Doa Politik, Apakah Dijawab Tuhan? Inilah 5 Hal tentang Doa, Bagaimana Berdoa, dan Jawaban Tuhan atas Doa

Reflections & Inspirations

[Image: theodisseyonline.com]

5K
Jika kita percaya bahwa Tuhan itu Mahakuasa sekaligus Mahakasih, masakan Dia tidak memberikan yang terbaik bagi umat-Nya?

Doa politik, dua kata ini sekarang sedang menjadi pembicaraan banyak orang. Sebabnya? Tak lain karena adanya doa menolak Ahok memimpin DKI di tanah suci. Sebelumnya, ada pula doa seorang anggota partai politik yang berisi sindiran terhadap Jokowi dan pemerintahannya.

Ketimbang terjebak dengan debat kusir, apalagi debat kasar, lebih baik saya berbagi apa yang saya alami dan jalani saat berdoa. Inilah 5 hal tentang doa yang saya praktikkan:


Pertama | Mengenal Tuhan dengan Benar

Karena doa ditujukan kepada Tuhan, maka kita harus mengenal Tuhan kita dengan benar. Kita bangga sekali saat bisa bertemu, apalagi kenal, dengan tokoh masyarakat atau selebriti. Pertanyaannya, apakah mereka juga kenal kita? Jika kita tidak kenal mereka, apakah mungkin kita bisa dekat dengan mereka? Jika kita tidak dekat dengan mereka, apakah bisa kita meminta sesuatu kepada mereka, apakah itu jasa atau barang?

Jika kita mengenal Tuhan dengan baik, kita tidak akan salah sasaran di dalam berdoa.



Kedua | Kita Bisa Minta Apa Saja

[Image: jikaylaborte.wordpress.com]
Tidak ada permintaan yang terlalu kecil sehingga Tuhan remehkan.
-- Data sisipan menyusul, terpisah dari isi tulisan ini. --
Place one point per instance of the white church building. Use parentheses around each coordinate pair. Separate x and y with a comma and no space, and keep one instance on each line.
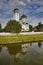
(23,20)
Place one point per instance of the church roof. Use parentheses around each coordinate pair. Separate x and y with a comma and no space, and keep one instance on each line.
(23,16)
(16,9)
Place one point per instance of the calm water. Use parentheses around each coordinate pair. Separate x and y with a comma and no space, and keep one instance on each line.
(21,54)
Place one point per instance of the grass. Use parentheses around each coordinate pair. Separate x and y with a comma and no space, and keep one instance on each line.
(21,38)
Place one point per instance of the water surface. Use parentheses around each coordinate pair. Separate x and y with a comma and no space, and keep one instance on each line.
(21,54)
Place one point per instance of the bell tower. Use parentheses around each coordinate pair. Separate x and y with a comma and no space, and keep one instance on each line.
(16,14)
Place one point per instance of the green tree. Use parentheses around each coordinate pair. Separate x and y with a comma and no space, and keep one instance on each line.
(30,27)
(0,27)
(13,26)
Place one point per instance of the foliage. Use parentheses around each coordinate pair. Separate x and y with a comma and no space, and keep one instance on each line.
(13,26)
(30,27)
(0,27)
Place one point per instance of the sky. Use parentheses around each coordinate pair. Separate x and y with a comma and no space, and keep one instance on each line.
(33,9)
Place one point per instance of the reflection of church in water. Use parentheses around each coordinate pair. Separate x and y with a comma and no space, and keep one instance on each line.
(23,20)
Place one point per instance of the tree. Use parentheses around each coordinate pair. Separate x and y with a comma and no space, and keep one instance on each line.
(13,26)
(0,27)
(30,27)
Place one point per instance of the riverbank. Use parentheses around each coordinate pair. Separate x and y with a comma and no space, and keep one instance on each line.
(6,39)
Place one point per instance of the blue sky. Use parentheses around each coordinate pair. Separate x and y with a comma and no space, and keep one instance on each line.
(33,9)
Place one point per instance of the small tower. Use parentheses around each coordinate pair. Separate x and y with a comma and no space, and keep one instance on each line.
(16,14)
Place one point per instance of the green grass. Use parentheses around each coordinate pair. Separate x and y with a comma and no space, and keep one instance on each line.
(20,38)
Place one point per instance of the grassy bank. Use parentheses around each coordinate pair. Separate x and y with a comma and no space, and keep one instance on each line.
(20,38)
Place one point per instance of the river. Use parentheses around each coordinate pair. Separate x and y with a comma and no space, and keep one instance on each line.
(22,54)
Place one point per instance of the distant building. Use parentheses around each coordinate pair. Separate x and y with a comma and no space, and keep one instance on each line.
(24,23)
(16,14)
(23,20)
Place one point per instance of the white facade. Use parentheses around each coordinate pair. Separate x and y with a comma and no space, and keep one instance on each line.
(24,23)
(22,20)
(16,14)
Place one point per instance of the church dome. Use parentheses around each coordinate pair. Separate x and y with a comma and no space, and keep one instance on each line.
(16,10)
(23,16)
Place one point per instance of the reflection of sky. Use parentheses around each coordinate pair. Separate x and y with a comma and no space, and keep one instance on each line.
(32,8)
(33,55)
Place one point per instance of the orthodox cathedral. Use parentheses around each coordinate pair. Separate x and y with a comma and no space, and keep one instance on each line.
(23,20)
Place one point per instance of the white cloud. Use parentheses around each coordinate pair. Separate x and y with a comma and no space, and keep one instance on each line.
(21,3)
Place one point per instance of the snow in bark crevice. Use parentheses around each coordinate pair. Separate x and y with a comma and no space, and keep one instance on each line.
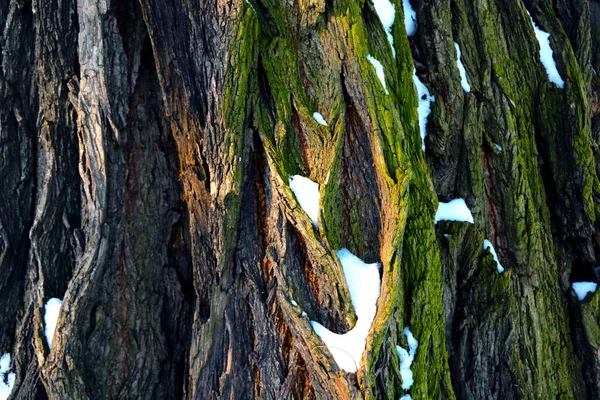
(364,285)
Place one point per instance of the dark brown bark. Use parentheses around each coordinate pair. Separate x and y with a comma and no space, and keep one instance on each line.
(145,154)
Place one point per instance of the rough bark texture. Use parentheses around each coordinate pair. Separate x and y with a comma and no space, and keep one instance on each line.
(145,150)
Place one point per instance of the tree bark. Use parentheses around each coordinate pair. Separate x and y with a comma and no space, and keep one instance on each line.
(145,154)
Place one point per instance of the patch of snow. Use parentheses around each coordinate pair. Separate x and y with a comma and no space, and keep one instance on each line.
(488,245)
(7,378)
(410,18)
(546,55)
(583,288)
(52,310)
(319,118)
(424,109)
(461,70)
(378,71)
(454,210)
(387,14)
(407,358)
(364,285)
(307,194)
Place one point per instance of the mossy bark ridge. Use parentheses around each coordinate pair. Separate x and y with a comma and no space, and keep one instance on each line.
(146,149)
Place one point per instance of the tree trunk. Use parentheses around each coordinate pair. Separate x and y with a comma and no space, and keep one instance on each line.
(146,149)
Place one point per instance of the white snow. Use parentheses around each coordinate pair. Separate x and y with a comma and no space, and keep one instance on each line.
(407,358)
(546,55)
(364,285)
(7,379)
(378,71)
(583,288)
(307,194)
(424,109)
(319,118)
(410,18)
(454,210)
(488,245)
(52,310)
(387,14)
(461,70)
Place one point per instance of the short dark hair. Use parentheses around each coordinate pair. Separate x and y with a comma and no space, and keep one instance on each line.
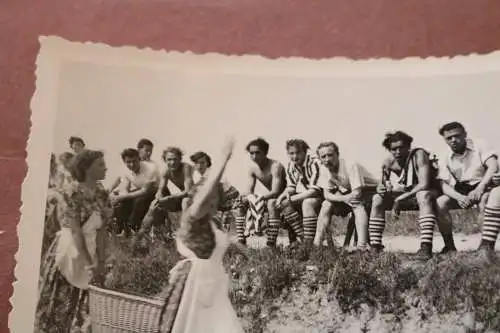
(66,156)
(82,162)
(130,153)
(297,143)
(396,136)
(75,139)
(328,144)
(451,126)
(200,155)
(174,150)
(144,142)
(260,143)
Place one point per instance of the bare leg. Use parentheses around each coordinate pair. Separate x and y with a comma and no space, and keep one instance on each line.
(361,220)
(274,223)
(324,220)
(445,224)
(310,209)
(426,221)
(491,224)
(376,224)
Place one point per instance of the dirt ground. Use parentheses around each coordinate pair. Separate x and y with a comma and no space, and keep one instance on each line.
(307,313)
(396,243)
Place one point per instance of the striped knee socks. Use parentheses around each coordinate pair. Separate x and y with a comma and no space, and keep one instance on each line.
(426,224)
(240,228)
(310,224)
(491,226)
(295,221)
(272,231)
(376,229)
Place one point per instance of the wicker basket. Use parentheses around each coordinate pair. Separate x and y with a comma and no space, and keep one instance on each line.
(116,312)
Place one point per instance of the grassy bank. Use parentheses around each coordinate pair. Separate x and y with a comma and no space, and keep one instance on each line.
(332,291)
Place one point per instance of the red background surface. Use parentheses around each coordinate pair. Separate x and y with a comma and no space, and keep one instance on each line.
(278,28)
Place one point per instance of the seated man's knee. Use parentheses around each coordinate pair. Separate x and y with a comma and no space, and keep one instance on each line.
(327,207)
(377,201)
(184,203)
(271,206)
(311,204)
(424,198)
(443,202)
(494,197)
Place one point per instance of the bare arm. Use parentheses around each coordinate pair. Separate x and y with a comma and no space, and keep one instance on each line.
(199,207)
(161,186)
(188,183)
(115,184)
(304,195)
(450,191)
(134,194)
(70,215)
(491,169)
(424,175)
(251,181)
(337,197)
(277,172)
(124,186)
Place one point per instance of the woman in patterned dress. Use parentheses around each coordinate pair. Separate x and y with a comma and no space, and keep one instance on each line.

Sebaliknya, tidak ada permintaan yang terlalu besar sehingga Tuhan tidak sanggup memenuhinya.

Di dalam sebuah seminar yang saya pimpin di sebuah kampus, seorang mahasiswa bertanya, “Pak Xavier, apakah Tuhan bisa menciptakan batu yang sedemikian besar sehingga Dia Sendiri tidak sanggup mengangkatnya?” Saya jawab pertanyaan itu dengan sebuah pertanyaan juga, “Menurut Anda, apakah Tuhan akan melakukan sesuatu hanya untuk iseng atau untuk kebaikan bagi kita?” Mahasiswa itu tidak bertanya lebih lanjut.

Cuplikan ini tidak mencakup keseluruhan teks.